Join me for a lovely Ground Salad why don't you?
What is a Ground Salad?
A Ground Salad is a mixture of herbs, flowers, and/or other edible plants that are harvested and eaten simultaneously, with little or no time between plucking and eating. Your salad is coming straight from the ground, not the grocery store or the home or office refrigerator.
Fresh as can be, the organic vegetable material is a terrific way to start your day, harvesting in the morning dew, when the therapeutic volatile oils are at their peak for the day.
You take what you want directly from the garden and immediately consume it, or prepare it with other fixings. From hand to mouth, this hand-picked herbal bouquet makes a delightful lunch, with or without salad dressing.
First, let's charge up with a can of Steaz Iced Tea Peach flavored lightly sweetened green tea beverage. I have greatly reduced my organic coffee intake. I have almost completely replaced soda pop with herbal tea concoctions, water, and fruit juices. Steaz has a variety of nice flavors, sweetened and unsweetened.
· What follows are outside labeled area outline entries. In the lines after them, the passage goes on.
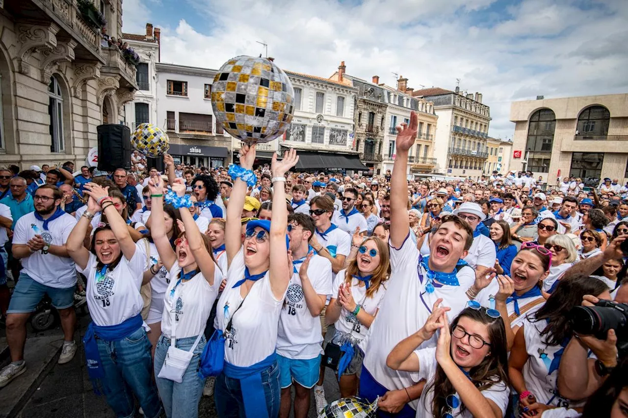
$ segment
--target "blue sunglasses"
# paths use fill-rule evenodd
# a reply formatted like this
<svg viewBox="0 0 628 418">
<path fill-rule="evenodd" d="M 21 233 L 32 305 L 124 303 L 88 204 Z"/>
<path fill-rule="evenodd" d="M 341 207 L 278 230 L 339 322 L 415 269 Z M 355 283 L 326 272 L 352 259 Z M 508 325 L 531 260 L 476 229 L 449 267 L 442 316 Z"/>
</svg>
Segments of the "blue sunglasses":
<svg viewBox="0 0 628 418">
<path fill-rule="evenodd" d="M 362 245 L 359 249 L 358 249 L 358 251 L 360 252 L 360 254 L 365 254 L 366 247 L 365 245 Z M 371 257 L 375 257 L 376 255 L 377 255 L 377 250 L 376 250 L 374 248 L 372 248 L 370 250 L 369 250 L 369 255 L 371 255 Z"/>
</svg>

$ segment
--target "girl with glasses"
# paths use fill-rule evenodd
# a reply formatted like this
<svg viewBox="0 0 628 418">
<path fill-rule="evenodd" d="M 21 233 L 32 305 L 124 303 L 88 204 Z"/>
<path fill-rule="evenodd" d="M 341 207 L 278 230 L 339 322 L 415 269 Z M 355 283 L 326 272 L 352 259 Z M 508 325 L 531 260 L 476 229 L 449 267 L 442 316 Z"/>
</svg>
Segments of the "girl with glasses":
<svg viewBox="0 0 628 418">
<path fill-rule="evenodd" d="M 472 304 L 450 326 L 449 308 L 440 307 L 441 301 L 434 304 L 423 328 L 392 349 L 386 365 L 417 372 L 418 379 L 427 381 L 418 418 L 501 418 L 509 394 L 504 321 L 494 310 Z M 436 347 L 418 348 L 436 330 Z"/>
<path fill-rule="evenodd" d="M 161 336 L 155 349 L 155 381 L 168 418 L 195 418 L 205 385 L 204 379 L 198 373 L 200 354 L 205 345 L 203 331 L 222 281 L 222 272 L 216 265 L 209 239 L 198 230 L 185 206 L 178 208 L 183 233 L 174 240 L 173 249 L 167 232 L 168 211 L 163 206 L 163 180 L 160 176 L 153 177 L 148 186 L 153 199 L 151 236 L 168 271 Z M 185 188 L 183 180 L 176 179 L 172 191 L 168 192 L 171 193 L 170 196 L 184 196 Z M 180 382 L 160 374 L 168 367 L 172 346 L 192 353 Z"/>
<path fill-rule="evenodd" d="M 357 345 L 377 314 L 389 274 L 388 247 L 379 238 L 364 240 L 359 233 L 354 234 L 348 258 L 348 267 L 338 272 L 332 286 L 326 318 L 328 324 L 334 325 L 335 331 L 328 330 L 324 343 L 344 346 L 349 355 L 352 353 L 346 368 L 337 373 L 341 397 L 357 394 L 357 373 L 364 356 Z"/>
<path fill-rule="evenodd" d="M 534 314 L 528 315 L 515 336 L 509 358 L 511 383 L 518 394 L 516 416 L 540 416 L 558 407 L 577 408 L 585 400 L 561 395 L 556 379 L 561 356 L 573 336 L 568 315 L 585 294 L 610 299 L 608 287 L 586 275 L 560 281 L 556 291 Z"/>
<path fill-rule="evenodd" d="M 254 144 L 241 149 L 241 169 L 252 169 L 255 154 Z M 281 161 L 273 156 L 272 220 L 249 221 L 244 245 L 240 240 L 241 214 L 247 183 L 240 177 L 234 182 L 225 226 L 227 284 L 216 311 L 216 324 L 224 336 L 217 344 L 224 345 L 224 353 L 214 394 L 219 417 L 279 414 L 281 385 L 275 347 L 292 272 L 288 268 L 283 183 L 286 173 L 298 161 L 292 149 Z"/>
<path fill-rule="evenodd" d="M 601 235 L 600 232 L 591 229 L 585 230 L 580 233 L 582 247 L 578 251 L 579 259 L 584 260 L 602 252 L 600 249 L 602 245 Z"/>
<path fill-rule="evenodd" d="M 550 237 L 544 247 L 551 252 L 551 267 L 550 274 L 543 281 L 543 290 L 552 293 L 563 274 L 576 260 L 578 252 L 571 238 L 563 235 Z"/>
</svg>

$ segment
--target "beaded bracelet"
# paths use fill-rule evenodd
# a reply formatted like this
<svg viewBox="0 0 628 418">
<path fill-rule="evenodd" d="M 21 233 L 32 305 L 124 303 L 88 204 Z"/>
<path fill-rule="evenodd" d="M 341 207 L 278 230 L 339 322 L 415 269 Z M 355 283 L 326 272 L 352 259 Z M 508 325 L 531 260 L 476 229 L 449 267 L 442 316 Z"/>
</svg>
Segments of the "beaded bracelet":
<svg viewBox="0 0 628 418">
<path fill-rule="evenodd" d="M 253 187 L 257 184 L 257 177 L 252 170 L 247 169 L 235 164 L 229 164 L 229 169 L 227 173 L 231 177 L 232 180 L 239 178 L 246 183 L 249 187 Z"/>
<path fill-rule="evenodd" d="M 178 209 L 180 208 L 191 208 L 194 205 L 192 203 L 192 198 L 190 197 L 190 195 L 184 195 L 183 196 L 177 196 L 172 190 L 170 190 L 167 193 L 166 193 L 166 197 L 164 198 L 164 201 L 172 206 L 175 209 Z"/>
</svg>

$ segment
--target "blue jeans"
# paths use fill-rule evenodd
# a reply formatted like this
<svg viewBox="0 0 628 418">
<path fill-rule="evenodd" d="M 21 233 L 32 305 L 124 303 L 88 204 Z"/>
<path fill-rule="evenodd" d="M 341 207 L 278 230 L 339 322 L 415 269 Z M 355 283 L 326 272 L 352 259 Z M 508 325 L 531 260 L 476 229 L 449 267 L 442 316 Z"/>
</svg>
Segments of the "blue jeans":
<svg viewBox="0 0 628 418">
<path fill-rule="evenodd" d="M 262 386 L 264 387 L 264 394 L 266 396 L 266 406 L 268 416 L 271 418 L 279 416 L 281 389 L 277 362 L 262 372 Z M 219 418 L 246 418 L 240 381 L 227 377 L 224 372 L 216 377 L 214 400 Z"/>
<path fill-rule="evenodd" d="M 196 336 L 193 336 L 177 340 L 176 348 L 189 351 L 194 345 L 196 338 Z M 198 416 L 198 402 L 205 387 L 205 379 L 198 376 L 198 363 L 205 344 L 205 337 L 201 337 L 198 345 L 194 350 L 190 365 L 183 373 L 183 381 L 177 383 L 170 379 L 157 377 L 163 366 L 168 348 L 170 346 L 170 340 L 162 334 L 157 341 L 154 360 L 155 381 L 168 418 L 197 418 Z"/>
<path fill-rule="evenodd" d="M 118 418 L 134 415 L 134 395 L 146 418 L 158 416 L 161 405 L 151 380 L 151 346 L 144 328 L 121 341 L 96 338 L 96 343 L 105 372 L 102 392 Z"/>
</svg>

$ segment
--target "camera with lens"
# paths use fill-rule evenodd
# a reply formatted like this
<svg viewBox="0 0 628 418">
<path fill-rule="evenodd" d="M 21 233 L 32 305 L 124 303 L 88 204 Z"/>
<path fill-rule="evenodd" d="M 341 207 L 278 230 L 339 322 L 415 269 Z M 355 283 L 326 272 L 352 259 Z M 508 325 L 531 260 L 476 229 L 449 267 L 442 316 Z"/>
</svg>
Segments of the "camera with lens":
<svg viewBox="0 0 628 418">
<path fill-rule="evenodd" d="M 628 304 L 600 300 L 593 306 L 576 306 L 570 319 L 575 332 L 599 340 L 606 340 L 609 330 L 614 330 L 620 355 L 628 353 Z"/>
</svg>

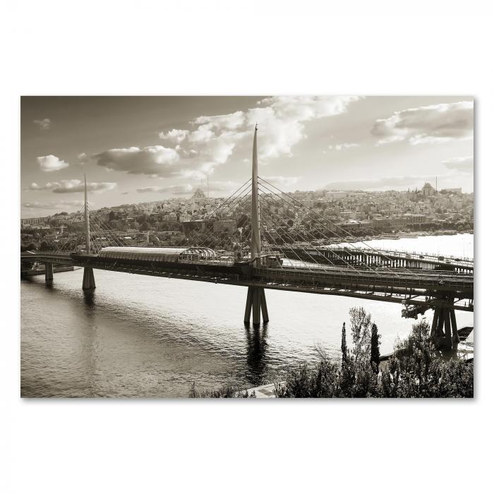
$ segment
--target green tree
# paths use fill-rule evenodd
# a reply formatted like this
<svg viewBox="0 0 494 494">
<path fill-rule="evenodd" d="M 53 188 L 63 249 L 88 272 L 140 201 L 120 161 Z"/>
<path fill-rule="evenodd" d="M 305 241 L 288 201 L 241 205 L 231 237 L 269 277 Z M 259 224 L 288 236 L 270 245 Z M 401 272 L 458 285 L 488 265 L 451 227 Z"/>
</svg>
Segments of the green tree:
<svg viewBox="0 0 494 494">
<path fill-rule="evenodd" d="M 379 372 L 380 337 L 381 335 L 378 333 L 378 326 L 375 323 L 373 323 L 370 327 L 370 363 L 373 364 L 373 369 L 375 373 Z"/>
<path fill-rule="evenodd" d="M 342 365 L 347 363 L 348 361 L 348 347 L 347 347 L 347 330 L 345 329 L 345 323 L 343 323 L 342 327 Z"/>
</svg>

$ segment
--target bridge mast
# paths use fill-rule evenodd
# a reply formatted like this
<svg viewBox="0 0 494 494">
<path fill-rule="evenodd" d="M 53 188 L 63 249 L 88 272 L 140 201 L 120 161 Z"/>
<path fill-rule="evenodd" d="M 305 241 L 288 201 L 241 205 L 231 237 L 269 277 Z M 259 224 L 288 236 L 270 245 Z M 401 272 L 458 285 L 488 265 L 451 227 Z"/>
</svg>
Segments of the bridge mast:
<svg viewBox="0 0 494 494">
<path fill-rule="evenodd" d="M 86 254 L 91 253 L 91 237 L 89 234 L 89 208 L 88 207 L 88 186 L 86 184 L 86 176 L 84 174 L 84 222 L 86 234 Z M 83 290 L 85 291 L 92 291 L 96 288 L 95 275 L 92 267 L 84 266 L 84 275 L 83 275 Z"/>
<path fill-rule="evenodd" d="M 86 234 L 86 254 L 91 253 L 91 236 L 89 233 L 89 209 L 88 208 L 88 186 L 84 174 L 84 223 Z"/>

While I usually eat my Ground Salad without plates, forks, or dressing, I show a bottle of Annie's Cowgirl Ranch as a recommended accessory. That's sage in the foreground.
Today is cloudy, balmy, storm portending, so the pictures of my Ground Salad assembly process are a bit less bright than usual.
I like to eat and drink out of glass, don't you?
Well here we are, ready for brunch, which today will be a Ground Salad.
You may not make a full salad right now, but I'll explain how to do it. Perhaps you'll just nibble on some Ground Salad ingredients, if you don't feel all that hungry right now. Either way, as morsels or feasts, the Ground Salad is a wonderful boost to your system.
I'm going to start, like I always do, with the French Tarragon. It has a slightly licorice flavor and it stings a little like novacaine. You feel a funny little tingle on the lips and the tip of your tongue. Fun for kids and grown-ups alike.
Feel the slight sting of the French Tarragon. A good breath freshener, as with the different mints we grow.
The novice herb eater may be surprised at how potent the volatile oils are in an organic herb garden in rich Illinois soil.
I don't live that far from the USDA research lab. My wife grew up on a farm. I studied a little Soil Science and Agriculture Mechanics in college, as electives in pursuing a Communications degree. I lived on a communal ranch in California when I was a teen. We're earth people for sure around here.
I can assemble a Ground Salad to your exact specifications.
Culinary and medicinal herbal varieties include Sage, French Tarragon, Greek Oregano, English Thyme, Lime Thyme, Tomato, Banana Pepper, Jalapeno Pepper, Aloe, Lavender, Chocolate Mint, Spearmint, Licorice Mint, Peppermint, and Rosemary.
Rosemary leaves are really good in chicken noodle soup.
A super abundant, deeply healthy organic sage crop, as usual.
Large lilies (tiger lily, creek lily, or day lily) act as pillars around the garden, plus some interesting ferns that I can't remember the name of right now. Sheep Fern or something? Something British I think.
Here we see the Lime Thyme crop.
Staring down into some pepper plants. Nothing to eat here yet. It'll be more like August and September that we get nice fat peppers in abundance.
A couple of shots of our Lavender crop. Always healthy, radiant, fragrant. Good for coffee flavoring, shampoos, soaps, cachets, perfume oils, potpourri, and all-herbal sedative pillows.
My, just look at that Rosemary.
We do container gardening with our Rosemary plants, which are placed all around the house as air fresheners and chicken dish spice. The outside pots, like this one shown on our deck, are brought indoors when cold winter weather starts to approach.
Here is our Chocolate Mint Garden. Throw a few sprigs of this into your coffee filter or Ground Salad. In percolated coffee, a Fanny Mae Candy aroma fills the kitchen.
The only survivor of last year's small Licorice Mint crop. Hoping this will propagate itself wildly like its cousin Chocolate Mint.
And here we have the regular Peppermint crop, again small but anticipating an abundant propagation, or spreading of new plants, in this front porch garden.
Then we conclude this tour of some of our herb gardens with a glimpse inside a cupboard. You see the L Lysine, MSM, Mullein, Garlic and Parsley, Andrographis, Grapenol, Olive Leaf, Ginger Root, Papaya Extract Tablets (on top of the Quaker Oats box), and Hawthorne supplements. Also shown are Alvita herbal teas and various hot sauces and organic grape seed oil and balsalmic vinegar.
I get the Naturally Yours Grocery bulk bin dried herbs and organic gelatin capsules to make my own Cayenne Powder supplements.
Here are my homemade Organic Curry Powder supplements in gelatin capsules. Curry is reported to be good for mental focus, memory, and other cognitive functioning, a possible preventive for Alzheimer's and senility.
Lastly, above the herbs and hot sauces, is a shelf loaded with different types of organic rice and organic or local natural honey.
Invest in your health and longevity.